O especialista defendia que, do ponto de vista
dos números, havia espaço para estas medidas. Aliás, a partir do momento em que
o país estabilizar o número de casos, “a covid-19 tem de ser uma preocupação só
dos especialistas que a avaliam e a tratam, e não da população”. Por isso, a
sua última proposta era a de que se acabasse “com a divulgação diária do número
de casos”. Tal informação devia ser diária para os serviços de saúde e só ser divulgada publicamente
a um ritmo semanal ou quando fosse estritamente necessário, por exemplo, quando
os casos começassem a aumentar ou quando se detetasse uma nova variante. A
justificação era a de que “a divulgação diária do número de casos causa pressão
negativa na população, a nível psicológico”.

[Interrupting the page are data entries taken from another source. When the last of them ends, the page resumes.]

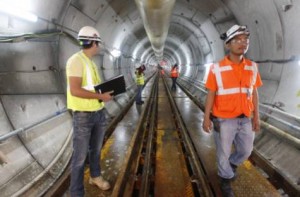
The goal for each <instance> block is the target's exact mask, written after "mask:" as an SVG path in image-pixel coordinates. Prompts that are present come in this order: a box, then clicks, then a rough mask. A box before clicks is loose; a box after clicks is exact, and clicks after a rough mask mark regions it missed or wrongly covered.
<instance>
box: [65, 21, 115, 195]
mask: <svg viewBox="0 0 300 197" xmlns="http://www.w3.org/2000/svg"><path fill="white" fill-rule="evenodd" d="M78 40H79V44H80V45H81V47H82V50H81V51H79V52H77V53H75V54H74V55H72V56H71V57H70V58H69V59H68V61H67V66H66V75H67V106H68V109H70V110H72V114H73V154H72V159H71V183H70V194H71V197H73V196H74V197H75V196H76V197H79V196H82V197H83V196H84V185H83V179H84V164H85V159H86V156H87V154H89V165H90V178H89V183H90V184H92V185H96V186H97V187H99V188H100V189H102V190H108V189H109V188H110V184H109V182H108V181H106V180H105V179H104V178H103V177H102V176H101V170H100V163H99V160H100V149H101V147H102V143H103V139H104V134H105V125H106V120H105V113H104V102H107V101H110V100H111V99H112V96H111V93H112V92H106V93H100V94H99V93H96V92H95V89H94V86H95V85H97V84H99V83H101V79H100V77H99V74H98V71H97V70H98V69H97V66H96V65H95V63H94V61H93V60H92V58H93V57H94V56H95V55H96V54H98V53H99V51H100V47H101V46H102V45H101V44H103V41H102V39H101V38H100V35H99V32H98V31H97V30H96V29H95V28H93V27H90V26H85V27H83V28H81V29H80V31H79V34H78Z"/></svg>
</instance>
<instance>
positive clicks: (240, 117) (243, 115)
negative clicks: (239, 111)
mask: <svg viewBox="0 0 300 197" xmlns="http://www.w3.org/2000/svg"><path fill="white" fill-rule="evenodd" d="M246 117H247V116H246V115H245V114H241V115H239V116H237V117H235V118H246Z"/></svg>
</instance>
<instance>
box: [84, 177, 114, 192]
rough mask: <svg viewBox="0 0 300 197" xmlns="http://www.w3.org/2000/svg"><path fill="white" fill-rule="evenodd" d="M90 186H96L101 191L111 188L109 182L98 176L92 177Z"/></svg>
mask: <svg viewBox="0 0 300 197" xmlns="http://www.w3.org/2000/svg"><path fill="white" fill-rule="evenodd" d="M89 184H91V185H96V186H97V187H99V188H100V189H101V190H108V189H109V188H110V184H109V182H108V181H106V180H104V179H103V177H102V176H98V177H95V178H92V177H90V180H89Z"/></svg>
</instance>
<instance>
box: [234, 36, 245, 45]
mask: <svg viewBox="0 0 300 197" xmlns="http://www.w3.org/2000/svg"><path fill="white" fill-rule="evenodd" d="M231 43H232V44H249V37H246V38H233V39H232V40H231Z"/></svg>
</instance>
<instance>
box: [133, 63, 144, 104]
mask: <svg viewBox="0 0 300 197" xmlns="http://www.w3.org/2000/svg"><path fill="white" fill-rule="evenodd" d="M145 70H146V67H145V65H137V66H136V70H135V81H136V85H137V94H136V97H135V103H136V104H137V105H142V104H144V101H143V100H142V91H143V88H144V85H145V74H144V71H145Z"/></svg>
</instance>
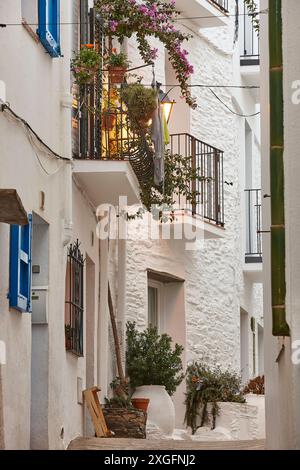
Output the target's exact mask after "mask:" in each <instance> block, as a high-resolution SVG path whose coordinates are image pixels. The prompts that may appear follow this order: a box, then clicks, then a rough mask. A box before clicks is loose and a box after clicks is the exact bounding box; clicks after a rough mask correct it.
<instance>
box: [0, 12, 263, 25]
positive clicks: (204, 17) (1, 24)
mask: <svg viewBox="0 0 300 470" xmlns="http://www.w3.org/2000/svg"><path fill="white" fill-rule="evenodd" d="M268 13H269V12H268V10H267V9H265V10H260V11H254V12H252V13H238V16H250V17H251V16H253V17H255V16H258V15H266V14H268ZM236 16H237V14H236V13H226V14H220V15H206V16H186V17H185V16H178V17H176V18H173V21H192V20H207V19H210V18H211V19H214V18H224V17H225V18H230V17H234V18H236ZM58 24H59V25H60V26H68V25H77V26H84V25H87V24H89V23H86V22H78V21H76V22H64V21H60V22H49V23H46V26H56V25H58ZM26 25H27V26H45V24H43V23H40V24H39V23H26ZM8 26H24V25H23V23H0V28H6V27H8Z"/></svg>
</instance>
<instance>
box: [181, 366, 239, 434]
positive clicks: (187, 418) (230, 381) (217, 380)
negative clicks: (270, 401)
mask: <svg viewBox="0 0 300 470" xmlns="http://www.w3.org/2000/svg"><path fill="white" fill-rule="evenodd" d="M245 401H246V400H245V398H244V396H243V394H242V391H241V378H240V377H239V376H238V375H237V374H236V373H235V372H231V371H229V370H225V371H222V370H221V369H220V368H219V367H214V368H210V367H208V366H206V365H204V364H201V363H198V362H194V363H192V364H190V365H189V366H188V368H187V372H186V399H185V405H186V413H185V422H186V424H187V425H188V426H189V427H191V428H192V434H195V432H196V431H197V429H198V428H201V427H203V426H204V425H205V424H211V428H212V429H215V427H216V421H217V417H218V416H219V414H220V404H221V403H237V404H243V403H245Z"/></svg>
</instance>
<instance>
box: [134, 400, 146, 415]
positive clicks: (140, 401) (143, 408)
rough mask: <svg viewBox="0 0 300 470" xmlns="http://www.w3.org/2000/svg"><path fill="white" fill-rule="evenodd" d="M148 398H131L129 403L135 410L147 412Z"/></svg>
mask: <svg viewBox="0 0 300 470" xmlns="http://www.w3.org/2000/svg"><path fill="white" fill-rule="evenodd" d="M149 402H150V399H149V398H131V403H132V405H133V406H134V408H136V409H137V410H142V411H145V413H147V410H148V406H149Z"/></svg>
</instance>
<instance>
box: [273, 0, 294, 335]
mask: <svg viewBox="0 0 300 470" xmlns="http://www.w3.org/2000/svg"><path fill="white" fill-rule="evenodd" d="M281 7H282V0H269V52H270V126H271V141H270V144H271V145H270V147H271V150H270V178H271V284H272V316H273V336H290V328H289V325H288V324H287V321H286V305H285V300H286V281H285V217H284V164H283V154H284V121H283V119H284V118H283V116H284V112H283V52H282V13H281Z"/></svg>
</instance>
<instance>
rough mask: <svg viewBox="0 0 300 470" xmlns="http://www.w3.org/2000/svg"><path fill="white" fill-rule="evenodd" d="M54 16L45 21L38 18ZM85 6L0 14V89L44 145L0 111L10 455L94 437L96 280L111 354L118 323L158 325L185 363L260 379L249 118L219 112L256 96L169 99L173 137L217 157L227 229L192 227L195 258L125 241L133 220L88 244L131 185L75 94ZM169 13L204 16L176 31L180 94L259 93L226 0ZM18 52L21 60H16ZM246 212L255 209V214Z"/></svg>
mask: <svg viewBox="0 0 300 470" xmlns="http://www.w3.org/2000/svg"><path fill="white" fill-rule="evenodd" d="M38 3H40V4H42V6H43V7H44V8H45V9H46V10H45V11H47V12H48V14H49V15H50V13H51V15H53V16H51V15H50V16H51V18H56V21H52V23H49V25H48V27H50V24H52V25H56V26H57V29H53V30H51V31H50V32H51V34H52V36H53V37H54V38H55V41H54V42H53V41H50V43H49V41H47V34H46V32H45V31H44V30H43V29H42V26H45V25H47V21H45V19H43V16H42V12H43V11H44V10H43V9H42V7H41V5H40V9H38ZM50 3H51V4H52V7H51V8H53V5H56V7H57V9H56V10H53V9H50V10H49V8H50V6H49V5H50ZM92 4H93V2H88V1H85V0H81V1H80V0H78V1H71V0H64V1H63V2H62V1H61V2H59V0H55V1H53V2H50V1H48V0H44V1H42V2H37V1H36V0H11V1H10V2H9V3H7V2H5V5H4V4H3V2H2V3H1V5H0V16H1V18H2V19H1V21H2V23H3V24H6V27H4V28H1V29H0V51H1V52H0V80H1V81H2V82H3V83H4V84H5V86H4V85H2V87H1V93H2V95H1V99H2V100H3V101H4V102H7V103H9V108H10V109H11V110H13V111H14V112H15V113H16V114H17V116H19V117H21V118H22V119H24V120H25V121H26V122H27V123H28V124H30V126H31V128H32V129H34V131H35V132H36V134H37V135H38V136H39V138H40V140H39V139H37V138H36V136H35V135H33V133H32V131H31V130H30V129H29V128H28V126H27V125H26V124H24V121H22V122H20V120H19V119H18V118H16V116H13V115H12V114H11V113H10V112H9V109H7V108H6V109H3V112H1V113H0V137H1V143H2V145H1V161H2V170H1V174H0V189H2V188H4V189H8V188H13V189H15V190H17V193H18V195H19V197H20V199H21V201H22V204H23V207H24V209H25V211H26V213H27V214H28V215H30V216H31V217H32V250H31V254H32V256H31V258H32V259H31V268H30V271H29V272H27V275H28V276H30V275H31V294H30V295H29V296H28V299H27V303H28V305H26V306H25V307H20V306H19V307H18V305H14V304H12V302H11V298H9V297H10V295H11V290H12V286H11V280H10V272H11V263H12V253H13V251H12V248H11V249H10V248H9V247H10V246H12V245H11V241H10V240H11V237H12V235H11V232H12V231H13V230H15V229H12V228H10V227H9V225H7V224H4V223H1V224H0V242H1V252H2V256H1V263H0V280H1V283H0V305H1V315H0V341H1V342H2V343H1V345H4V348H5V350H6V351H5V352H6V354H5V356H6V357H5V361H4V360H3V361H2V364H1V369H0V371H1V382H0V384H1V390H0V400H1V397H2V404H1V401H0V410H1V408H2V414H3V426H2V430H1V423H2V421H1V416H0V430H1V433H2V434H3V440H4V446H5V448H8V449H26V448H33V449H41V448H42V449H45V448H50V449H57V448H65V447H66V446H67V445H68V443H69V442H70V440H71V439H72V438H74V437H76V436H78V435H82V434H83V433H87V434H91V433H92V432H91V430H90V422H89V421H88V419H87V417H86V415H85V411H84V407H83V403H82V391H83V390H84V389H85V388H87V387H90V386H93V385H98V386H99V387H100V388H101V398H102V399H103V398H104V396H106V395H107V394H108V392H109V383H110V381H111V380H112V378H114V375H115V374H116V370H115V360H114V352H113V342H112V338H111V332H110V321H109V314H108V305H107V287H108V281H109V282H110V285H111V288H112V292H113V302H114V306H115V311H116V316H117V321H118V326H119V330H120V333H121V337H122V349H123V352H124V351H125V344H124V332H125V323H126V321H127V320H135V321H136V322H137V324H138V326H139V328H145V327H147V325H148V323H149V315H152V316H153V315H154V316H155V317H156V318H157V324H158V327H159V330H160V331H161V332H167V333H168V334H170V335H171V336H172V338H173V339H174V341H176V342H178V343H180V344H182V345H183V346H184V348H185V352H184V364H185V365H186V363H187V362H188V361H190V360H199V361H204V362H206V363H208V364H210V365H214V364H219V365H220V366H222V367H230V368H232V369H234V370H237V371H241V372H242V375H243V380H244V381H245V382H246V381H247V379H248V378H250V377H252V376H255V375H258V373H262V372H263V366H262V357H263V356H262V348H261V342H262V335H263V308H262V287H261V284H260V282H261V249H260V246H259V243H258V246H257V238H256V228H254V235H253V232H252V235H251V237H250V238H251V240H252V244H251V243H250V246H249V235H248V231H247V227H248V228H249V226H248V225H247V223H246V219H248V223H249V220H250V222H251V228H252V230H253V226H252V224H254V222H255V221H256V220H257V214H256V213H253V210H256V209H253V207H252V206H253V198H252V196H251V197H250V203H251V204H250V205H251V207H252V209H251V211H250V216H249V213H248V216H247V209H246V202H245V201H246V199H245V189H249V190H253V189H255V190H256V189H260V178H259V176H258V175H259V171H260V169H259V168H260V163H259V162H260V137H259V135H260V134H259V117H257V116H254V117H251V118H250V117H249V118H243V117H240V116H237V115H235V114H233V113H232V112H231V111H233V112H235V113H237V114H246V115H252V114H255V113H256V112H257V111H258V94H257V90H255V89H253V90H249V89H241V88H236V89H235V88H223V87H222V88H212V90H213V91H214V92H215V95H217V97H218V98H220V99H221V101H222V102H224V103H225V104H226V105H227V106H228V108H230V109H231V111H229V110H228V109H227V108H226V107H225V106H224V104H222V103H221V102H220V101H219V100H218V98H217V97H216V96H215V95H214V94H213V93H212V91H211V90H210V89H209V88H207V87H204V88H200V87H199V88H198V87H195V88H193V94H194V95H195V96H196V97H197V100H198V108H197V110H195V111H190V110H189V109H188V108H187V107H186V105H185V104H184V103H183V101H182V100H181V99H180V96H179V93H178V91H177V89H176V88H175V89H174V90H173V91H172V98H174V99H175V100H176V102H177V103H176V104H175V105H174V109H173V113H172V116H171V120H170V132H171V134H189V135H191V136H192V139H193V142H198V141H199V142H200V141H203V142H205V143H207V144H208V145H209V146H211V147H210V148H213V149H220V151H222V152H224V155H223V165H224V199H222V201H224V220H223V215H222V219H220V220H219V219H218V222H221V223H219V224H216V223H215V222H216V220H211V221H210V223H208V222H205V221H203V223H202V224H200V225H201V226H200V229H199V237H200V239H199V240H198V241H197V242H196V245H193V248H196V249H193V250H186V240H172V239H171V240H161V239H159V240H151V239H146V240H140V241H139V240H137V238H142V236H143V233H144V232H145V223H144V222H143V221H138V222H130V229H129V231H130V235H131V237H132V238H130V239H129V240H110V241H109V242H108V240H99V239H98V238H97V231H96V227H97V222H98V220H97V217H96V210H97V207H98V206H99V205H101V204H105V203H106V204H107V203H108V204H111V205H113V206H116V205H117V204H118V202H119V196H126V197H127V202H128V203H129V204H138V203H139V184H138V179H137V177H136V175H135V173H134V171H133V169H132V167H131V165H130V164H129V162H127V161H125V160H124V161H121V160H109V159H106V160H103V159H101V158H99V156H98V158H97V153H96V152H95V147H94V140H93V139H94V138H95V135H96V133H97V132H96V131H97V123H95V122H94V123H92V122H91V121H89V120H88V118H87V117H85V116H84V114H83V112H82V110H81V109H80V106H78V100H77V97H76V95H75V92H76V89H75V88H74V85H73V82H72V77H71V73H70V59H71V56H72V52H73V51H74V50H77V49H78V48H79V46H80V44H82V43H86V42H92V40H93V37H91V32H93V31H94V29H93V28H94V27H91V28H90V31H89V28H86V29H85V28H84V27H82V25H86V24H87V23H88V22H89V20H90V18H91V16H88V12H89V8H90V7H92V6H93V5H92ZM216 4H219V6H218V5H216ZM220 5H221V6H222V7H224V8H221V9H220V8H219V7H220ZM178 7H179V9H181V8H182V9H183V13H184V16H185V17H200V18H201V17H207V16H209V19H206V20H203V19H202V20H201V19H197V20H193V21H190V20H185V21H184V22H183V23H184V24H182V25H181V27H182V28H183V29H185V30H188V31H192V32H193V35H194V38H193V39H192V40H191V41H190V42H189V43H188V44H187V46H186V48H187V49H188V50H189V52H190V61H191V63H193V64H194V67H195V74H194V76H193V79H192V83H191V84H195V85H196V84H198V85H200V84H204V85H211V86H212V87H218V86H224V85H230V86H232V85H237V86H240V85H246V86H249V85H258V84H259V71H258V62H257V57H255V55H256V54H254V53H253V51H252V52H251V53H249V56H251V57H247V60H248V59H249V60H252V59H253V60H254V61H255V60H256V62H255V63H250V64H248V62H246V65H245V64H244V65H241V62H240V55H241V54H240V49H239V44H240V41H241V40H242V37H243V35H242V33H241V29H240V36H239V40H238V41H239V42H238V43H237V42H236V43H235V44H234V38H235V29H236V28H235V24H234V23H235V22H234V16H227V13H226V12H227V10H228V11H229V12H230V13H234V12H235V2H234V1H232V0H231V1H229V2H226V1H225V2H223V1H216V2H213V1H208V0H201V1H196V0H195V1H194V0H193V1H191V2H189V6H186V2H181V1H178ZM49 12H50V13H49ZM90 14H91V13H90ZM80 15H81V16H80ZM80 18H81V20H80ZM82 18H84V19H83V20H82ZM75 23H81V28H77V27H76V25H74V24H75ZM14 24H17V25H18V26H13V25H14ZM59 26H60V27H59ZM97 27H99V25H98V26H95V30H96V33H97V34H100V33H99V31H97ZM37 29H39V31H38V34H37V32H36V30H37ZM44 33H45V36H43V34H44ZM48 38H49V37H48ZM126 47H127V52H128V55H129V58H130V60H131V61H132V65H133V66H134V65H140V64H141V60H140V59H139V58H138V54H137V51H136V47H135V43H134V41H128V43H127V45H126ZM156 47H158V49H159V58H158V60H157V62H156V64H155V75H156V79H157V80H158V81H160V82H161V83H162V84H163V85H172V84H173V82H174V77H173V75H172V71H171V70H170V69H169V64H168V59H167V57H166V56H165V52H164V50H163V49H162V47H161V46H160V45H159V44H157V46H156ZM244 50H245V48H244ZM16 51H18V60H13V57H14V54H15V53H16ZM244 55H248V54H244ZM144 70H145V71H142V72H141V74H144V81H145V83H146V82H147V83H149V80H152V75H151V72H150V70H148V69H144ZM4 89H5V92H4ZM166 91H168V87H166ZM85 119H87V120H86V121H85ZM93 126H94V127H93ZM95 129H96V131H95ZM92 134H93V138H92V137H91V135H92ZM184 138H185V139H186V138H189V137H184ZM41 140H42V142H41ZM45 144H46V145H47V147H46V146H45ZM53 152H55V154H54V153H53ZM61 157H63V158H61ZM220 183H222V184H223V181H220ZM222 194H223V193H222ZM247 196H248V193H247ZM248 197H249V196H248ZM255 197H256V192H255ZM258 197H260V195H259V196H258ZM254 202H255V204H254V207H255V208H256V207H257V206H259V204H260V203H259V204H257V201H256V200H255V201H254ZM201 220H202V219H201ZM223 222H224V226H223ZM254 225H255V224H254ZM20 236H21V237H22V234H21V235H20ZM77 240H78V242H79V243H80V245H77ZM247 240H248V241H247ZM253 240H254V241H253ZM255 244H256V245H255ZM254 245H255V246H254ZM78 250H80V253H79V252H78ZM22 251H23V250H22V249H21V250H20V252H18V253H17V260H16V261H15V260H13V262H16V263H17V266H21V264H20V263H22V258H24V255H23V254H22V253H21V252H22ZM25 251H26V250H25ZM245 253H247V257H246V259H247V261H248V263H245ZM25 254H26V253H25ZM28 255H29V252H28ZM81 255H82V256H81ZM250 258H251V259H250ZM249 261H251V263H249ZM253 261H256V262H253ZM25 279H26V277H25ZM27 279H28V278H27ZM73 283H74V284H73ZM73 285H74V286H75V287H74V290H73V289H72V288H71V286H73ZM21 287H22V286H21V285H20V286H19V288H21ZM74 292H75V294H76V295H75V297H74ZM150 296H153V298H155V299H156V301H155V302H154V303H153V302H152V306H153V305H155V307H154V310H153V308H152V310H149V307H148V301H149V297H150ZM30 297H31V298H30ZM30 303H31V304H32V307H31V308H30V306H29V304H30ZM16 307H17V308H16ZM30 311H32V313H30ZM251 318H253V320H252V322H251ZM74 322H75V323H74ZM74 325H75V328H76V334H75V336H71V338H72V339H71V340H70V337H69V334H68V331H69V327H73V326H74ZM251 327H252V330H251ZM68 341H71V342H68ZM1 357H4V354H2V356H1ZM183 399H184V385H183V384H182V385H181V386H180V388H179V390H178V392H177V394H176V396H175V404H176V411H177V426H178V427H182V426H183V414H184V408H183ZM1 433H0V436H1ZM0 443H1V439H0Z"/></svg>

Todavia, como reforçava, a simplificação nas medidas não significava que a
doença não fosse monitorizada, até porque é normal assistir-se ao ressurgimento
de novos casos e de surtos. Com efeito, quando se aliviam as medidas de
restrição, aumenta-se a exposição ao vírus e a capacidade de reduzir o número
de casos começa a estagnar.
De acordo com o índice de confinamento elaborado semanalmente pelo INSA (Instituto Nacional de Saúde Dr. Ricardo Jorge), Portugal estava com um
confinamento da ordem dos 20% – tendo em conta que mais de um milhão de pessoas
ainda estavam isolamento, o que representava cerca de 10% da população, e que
outros 10% respeitam à população em lares, hospitalizada, em teletrabalho e aos
estudantes universitários, em época de exames. Como Portugal era o 3.º país da Europa
com menos confinamento, o professor não acreditava que um ressurgimento de
casos pudesse ter uma dimensão não controlável e anotava que a tendência era de
descida acelerada no número de casos em todas as regiões do país.
***
Agora,
com um facilitismo generalizado, pulularam os casos e o país, mesmo em número
de óbitos, não se encontra perto do definido como aceitável. Por isso, a
cautela nas escolas e outros lugares de risco, apesar dos incómodos e
inconvenientes psicológicos, pedagógicos e sociais, inscreve-se na lógica do
aforismo “cautela e caldos de galinha
nunca fizeram mal a ninguém”.
Não sei se é razoável a postura do CNS (Conselho Nacional de Saúde), órgão
consultivo do Governo, de contestação à manutenção do uso de máscara nas
escolas, considerando que a infeção da covid-19 na comunidade educativa “não
tem uma dimensão objetiva que o justifique”. Parece, antes, um afrontamento à Diretora-Geral da Saúde
que veio a terreiro defender a continuidade do uso da máscara nas escolas, onde
há “uma grande população” suscetível de se infetar e infetar os outros, em
particular familiares, mantendo a recomendação da utilização para menores a
partir de 10 anos.
Ao invés, o CNS agora “vê com apreensão a insistência” no
uso de máscara nas escolas e creches, considerando que “esta medida de proteção
individual”, de “aplicação proporcional”, se deve restringir a “outros
contextos mais específicos”, como serviços de saúde ou lares, “não à comunidade
escolar, onde a infeção não tem uma dimensão objetiva que o justifique”.
É pena que, apesar da liberdade de opinião e expressão,
totalmente legítima, duas instâncias de apoio ao Governo – uma de aconselhamento,
outra de execução – não falem a uma só voz para a população. Face a uma
pandemia, a orientação deveria ser uma só, embora equilibrada.